Auf der Suche nach Nähe bleibe ich an einer dieser Mauern stehen,
ich sehe die Steine unten, sie scheinen seit Jahrhunderten dort zu liegen,
und ich sehe andere, neuere Steine, manche faustgroß, andere kieselsteinklein,
achtlos wurden sie in den letzten Jahren zur Befestigung hinzugefügt,
ich betaste die Steine,
das abgestorbene Moos in den Fugen,
das junge Grün, das sich durch die Ritzen streckt,
ich spüre die Rauheit der Oberfläche
scharf und spitz luken die steinernen Unebenheiten hervor.
Sie ritzen sich in meine Handinnenfläche und hinterlassen ihre Abdrücke.
Ich atme, rieche den Duft der jahrhunderte-alten Steine,
schmecke die Geschichte dieser Mauer mit ihren zig Bewohnern.

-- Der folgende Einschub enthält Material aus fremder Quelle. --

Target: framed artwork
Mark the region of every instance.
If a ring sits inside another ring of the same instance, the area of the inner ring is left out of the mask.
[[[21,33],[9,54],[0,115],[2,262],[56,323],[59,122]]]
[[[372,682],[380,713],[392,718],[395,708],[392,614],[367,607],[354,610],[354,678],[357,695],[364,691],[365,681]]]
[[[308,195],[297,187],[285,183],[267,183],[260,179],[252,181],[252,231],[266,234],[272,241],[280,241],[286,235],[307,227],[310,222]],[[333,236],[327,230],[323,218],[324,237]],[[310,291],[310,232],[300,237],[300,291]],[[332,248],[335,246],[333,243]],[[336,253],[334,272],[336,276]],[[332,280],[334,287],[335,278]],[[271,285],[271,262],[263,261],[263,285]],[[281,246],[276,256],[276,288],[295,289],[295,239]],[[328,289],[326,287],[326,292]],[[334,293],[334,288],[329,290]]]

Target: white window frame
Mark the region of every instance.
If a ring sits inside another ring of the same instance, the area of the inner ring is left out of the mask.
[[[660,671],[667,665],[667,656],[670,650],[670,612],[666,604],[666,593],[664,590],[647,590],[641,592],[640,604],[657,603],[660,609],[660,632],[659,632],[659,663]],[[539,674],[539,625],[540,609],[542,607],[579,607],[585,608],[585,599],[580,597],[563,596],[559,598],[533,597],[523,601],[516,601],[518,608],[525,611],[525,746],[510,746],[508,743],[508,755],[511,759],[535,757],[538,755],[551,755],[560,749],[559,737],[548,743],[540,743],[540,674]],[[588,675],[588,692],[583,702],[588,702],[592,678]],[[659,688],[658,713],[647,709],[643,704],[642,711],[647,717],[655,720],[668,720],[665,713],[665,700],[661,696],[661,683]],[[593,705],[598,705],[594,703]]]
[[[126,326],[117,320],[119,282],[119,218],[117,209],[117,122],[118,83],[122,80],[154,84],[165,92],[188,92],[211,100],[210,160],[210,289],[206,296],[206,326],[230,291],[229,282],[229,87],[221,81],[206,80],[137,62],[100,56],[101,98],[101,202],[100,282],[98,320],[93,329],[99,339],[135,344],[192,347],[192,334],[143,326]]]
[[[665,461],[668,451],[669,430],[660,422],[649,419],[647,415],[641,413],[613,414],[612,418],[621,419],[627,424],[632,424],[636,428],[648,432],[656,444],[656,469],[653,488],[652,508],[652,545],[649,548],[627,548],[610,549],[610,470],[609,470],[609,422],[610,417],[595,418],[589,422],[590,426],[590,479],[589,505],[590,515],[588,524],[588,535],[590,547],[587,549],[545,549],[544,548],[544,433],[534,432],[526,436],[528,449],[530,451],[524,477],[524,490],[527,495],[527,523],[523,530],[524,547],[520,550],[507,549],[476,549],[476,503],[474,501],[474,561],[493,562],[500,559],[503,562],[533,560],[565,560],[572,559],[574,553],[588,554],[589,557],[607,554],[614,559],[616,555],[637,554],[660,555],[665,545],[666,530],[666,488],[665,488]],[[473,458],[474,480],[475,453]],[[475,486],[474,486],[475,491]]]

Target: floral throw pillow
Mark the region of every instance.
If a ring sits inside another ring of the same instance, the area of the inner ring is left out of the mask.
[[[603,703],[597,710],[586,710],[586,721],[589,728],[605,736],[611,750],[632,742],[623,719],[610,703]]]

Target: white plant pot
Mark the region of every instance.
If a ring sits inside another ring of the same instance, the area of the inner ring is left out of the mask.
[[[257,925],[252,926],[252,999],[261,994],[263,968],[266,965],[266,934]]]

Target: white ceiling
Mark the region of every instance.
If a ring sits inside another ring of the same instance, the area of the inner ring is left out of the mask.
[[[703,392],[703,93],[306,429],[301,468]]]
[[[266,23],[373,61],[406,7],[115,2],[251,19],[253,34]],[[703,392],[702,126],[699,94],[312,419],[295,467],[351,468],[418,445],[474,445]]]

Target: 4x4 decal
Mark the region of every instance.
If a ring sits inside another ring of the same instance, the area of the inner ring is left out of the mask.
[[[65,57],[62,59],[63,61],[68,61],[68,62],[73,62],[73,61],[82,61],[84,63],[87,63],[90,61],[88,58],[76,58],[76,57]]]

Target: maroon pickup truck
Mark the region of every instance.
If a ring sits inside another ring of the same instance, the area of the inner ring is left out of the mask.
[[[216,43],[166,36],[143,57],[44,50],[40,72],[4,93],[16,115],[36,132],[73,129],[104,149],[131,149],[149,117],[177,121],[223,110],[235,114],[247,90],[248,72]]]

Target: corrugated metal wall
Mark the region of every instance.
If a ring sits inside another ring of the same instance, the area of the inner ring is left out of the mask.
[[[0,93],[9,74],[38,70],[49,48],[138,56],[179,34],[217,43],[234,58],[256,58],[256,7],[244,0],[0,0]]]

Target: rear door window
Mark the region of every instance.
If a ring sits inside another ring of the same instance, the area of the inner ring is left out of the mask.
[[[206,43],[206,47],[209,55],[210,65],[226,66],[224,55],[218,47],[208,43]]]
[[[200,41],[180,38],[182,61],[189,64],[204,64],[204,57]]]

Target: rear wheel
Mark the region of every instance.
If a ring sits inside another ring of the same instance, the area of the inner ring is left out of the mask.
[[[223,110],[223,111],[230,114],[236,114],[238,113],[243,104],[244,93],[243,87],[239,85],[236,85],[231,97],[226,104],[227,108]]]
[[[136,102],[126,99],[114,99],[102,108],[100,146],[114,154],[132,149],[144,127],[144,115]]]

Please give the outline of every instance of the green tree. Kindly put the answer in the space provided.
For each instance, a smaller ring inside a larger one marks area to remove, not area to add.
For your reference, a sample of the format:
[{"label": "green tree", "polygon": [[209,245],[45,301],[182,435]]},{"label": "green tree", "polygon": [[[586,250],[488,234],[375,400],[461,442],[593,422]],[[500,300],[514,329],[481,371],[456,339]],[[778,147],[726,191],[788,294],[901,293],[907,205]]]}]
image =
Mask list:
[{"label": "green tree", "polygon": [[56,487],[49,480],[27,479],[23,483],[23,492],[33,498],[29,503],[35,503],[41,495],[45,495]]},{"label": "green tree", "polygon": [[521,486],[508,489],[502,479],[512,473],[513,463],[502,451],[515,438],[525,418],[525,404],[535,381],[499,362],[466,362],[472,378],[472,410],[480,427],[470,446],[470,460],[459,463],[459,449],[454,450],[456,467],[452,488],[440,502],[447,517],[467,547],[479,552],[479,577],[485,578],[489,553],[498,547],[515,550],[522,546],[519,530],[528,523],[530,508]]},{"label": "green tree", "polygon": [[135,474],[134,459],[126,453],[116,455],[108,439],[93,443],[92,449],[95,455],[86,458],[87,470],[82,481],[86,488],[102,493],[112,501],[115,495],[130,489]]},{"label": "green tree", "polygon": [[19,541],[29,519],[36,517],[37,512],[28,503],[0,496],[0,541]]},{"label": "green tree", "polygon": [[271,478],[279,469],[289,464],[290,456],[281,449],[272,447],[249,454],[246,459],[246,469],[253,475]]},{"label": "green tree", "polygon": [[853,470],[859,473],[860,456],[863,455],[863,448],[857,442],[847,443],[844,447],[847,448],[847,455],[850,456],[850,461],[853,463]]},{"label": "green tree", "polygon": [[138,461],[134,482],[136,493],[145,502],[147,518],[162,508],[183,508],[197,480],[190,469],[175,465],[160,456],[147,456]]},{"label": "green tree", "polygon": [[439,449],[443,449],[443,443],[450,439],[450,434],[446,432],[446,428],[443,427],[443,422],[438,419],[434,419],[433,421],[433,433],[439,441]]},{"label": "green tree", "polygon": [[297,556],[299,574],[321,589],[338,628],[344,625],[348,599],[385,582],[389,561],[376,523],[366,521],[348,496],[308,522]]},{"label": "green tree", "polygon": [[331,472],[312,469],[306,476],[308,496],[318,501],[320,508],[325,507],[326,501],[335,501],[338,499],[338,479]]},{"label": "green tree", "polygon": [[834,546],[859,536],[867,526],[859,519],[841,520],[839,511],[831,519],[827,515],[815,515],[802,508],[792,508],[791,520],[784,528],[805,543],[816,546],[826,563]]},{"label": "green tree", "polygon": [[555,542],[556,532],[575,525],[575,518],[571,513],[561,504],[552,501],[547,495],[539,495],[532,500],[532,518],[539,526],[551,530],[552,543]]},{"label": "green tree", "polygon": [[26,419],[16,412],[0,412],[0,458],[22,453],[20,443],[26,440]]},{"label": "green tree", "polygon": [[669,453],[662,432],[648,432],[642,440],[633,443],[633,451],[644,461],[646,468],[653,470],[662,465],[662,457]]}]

Über die Mauer hinausschauen kann ich nicht,
daher bleibe ich stehen,
als wollte ich die Mauern umarmen, strecke ich meine Arme aus.
Sie wird warm.
Es ist meine Mauer.
Ich bin zu hoch geflogen
Ich wollte alles hinter mir lassen
Ich bin zu hoch geflogen
Ich wollte dem Leid nicht weiter zu sehen
Ich bin zu hoch geflogen
Ich wollte die rostigen, schweren Ketten sprengen
Ich bin zu hoch geflogen
Ich wollte raus aus dem stickigen Gefängnis
Ich bin zu hoch geflogen
Ich wollte den alten Sorgen entschweben
Ich bin zu hoch geflogen
Ich wollte die freie Luft des Himmels atmen
Ich bin zu hoch geflogen
Ich wollte nur die Sonne im Blick haben
Ich bin zu hoch geflogen
Ich wollte nur die erfreuen, die ich mir aussuchen würde
Ich bin zu hoch geflogen
Ich wollte den Zugvögeln hinterhereilen
Ich bin zu hoch geflogen
Ich wollte mit den Baumwipfeln mein Spiel treiben
Ich bin zu hoch geflogen
Ich wollte die alten Gesichter unter mir sehen
Ich bin zu hoch geflogen
Ich wollte mich nur von den Winden treiben lassen
Ich bin zu hoch geflogen
So breitete ich meine Flügel aus und hob ab.